Mark Bebbington (piano)

Recorded April 2004 in St Paul’s Church, Birmingham


Reviewed by: Colin Anderson

Reviewed: September 2004
CD No: SOMM NEW HORIZONS SOMMCD 038
Duration: 74 minutes

Having recorded for Somm a splendid CD of the music of Mario Castelnuovo-Tedesco, Mark Bebbington once again makes the strongest possible case for little-known piano pieces. The recording quality here is clear and present, and the instrument pellucid in timbre, maybe too much so at times. There are also occasional electronic clicks; but the rarity of the music and Bebbington’s concentrated renditions of it makes the passing gremlin insignificant.

Ivor Gurney (1890-1937) was born in Gloucester. He experienced action in World War One that seems to have exacerbated existing mental instability. Yet this selection of his music, which straddles that epic conflict, displays little by way of change of idiom, signs of irrationality, or any lasting influences from being gassed and shell-shocked. In reality, though, Gurney was institutionalised in 1922 and remained so until his death.

The four unpublished pieces that begin Bebbington’s recital are gently melodic, musing, maybe a little Chopinesque, the economy of the pieces in no way hindering personal, very touching expression. The two Nocturnes, also pre-war, are subtle and shifting pieces that are further examples of Gurney’s quiet if eloquent voice, rather improvisatory, suggestive of the salon, but with a depth of feeling that Bebbington conveys with innate sensitivity. (In the A flat Nocturne, a really lovely piece, a car horn is heard at 3’13”!)

The post-war Preludes, 1919 and 1920, are more elusive, lonelier and more fragile, maybe in search of something intangible, with a suggestion of Fauré (also noticeable in the Nocturnes), and occasionally reminding of Brahms’s late piano pieces. It is rare that the music is either fast or fortissimo; the attention is held by the music’s unexpected rhythms and harmonies, and by Bebbington’s devotion to it. Two versions of Prelude No.9 are included, the second one, like the unpublished pieces, being previously unrecorded.

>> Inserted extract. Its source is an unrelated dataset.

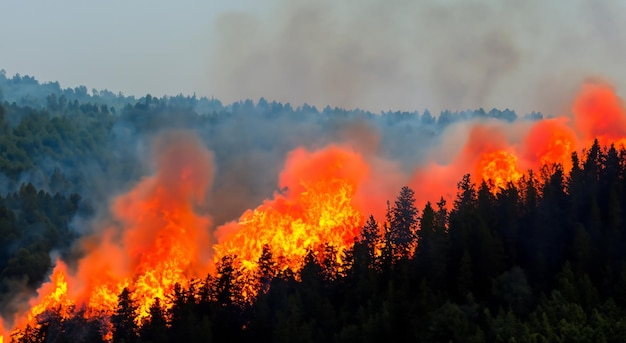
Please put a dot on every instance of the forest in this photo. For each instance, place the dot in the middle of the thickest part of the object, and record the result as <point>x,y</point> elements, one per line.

Howard Ferguson (1908-99) hailed from Belfast and died in Cambridge. During the Second War he was in London, a co-organiser of the National Gallery Concerts. Noted as a music editor, Ferguson’s output as a composer is not huge, but it is distinctive. His Piano Sonata, first played in 1940 by Myra Hess, is a work of substance, its three movements deeply expressed, turbulent and epic, a big, serious piece in which nothing frivolous or fragrant intrudes into an outpouring of anguish – yet without bombast, obviousness or selfishness. The haunting slow movement is initially tender and eloquent and builds to something darker, more demonstrative and sad. The finale, knotty and defiant, is no easy culmination, and certainly offers no solutions.

In contrast, Ferguson’s Five Bagatelles are pithy statements, no time wasted in establishing the remit of each; they make an engagingly contrasted sequence.

Once again Mark Bebbington displays total conviction in his choice of repertoire and, in turn, inspires the listener. His compelling advocacy suddenly makes this music important.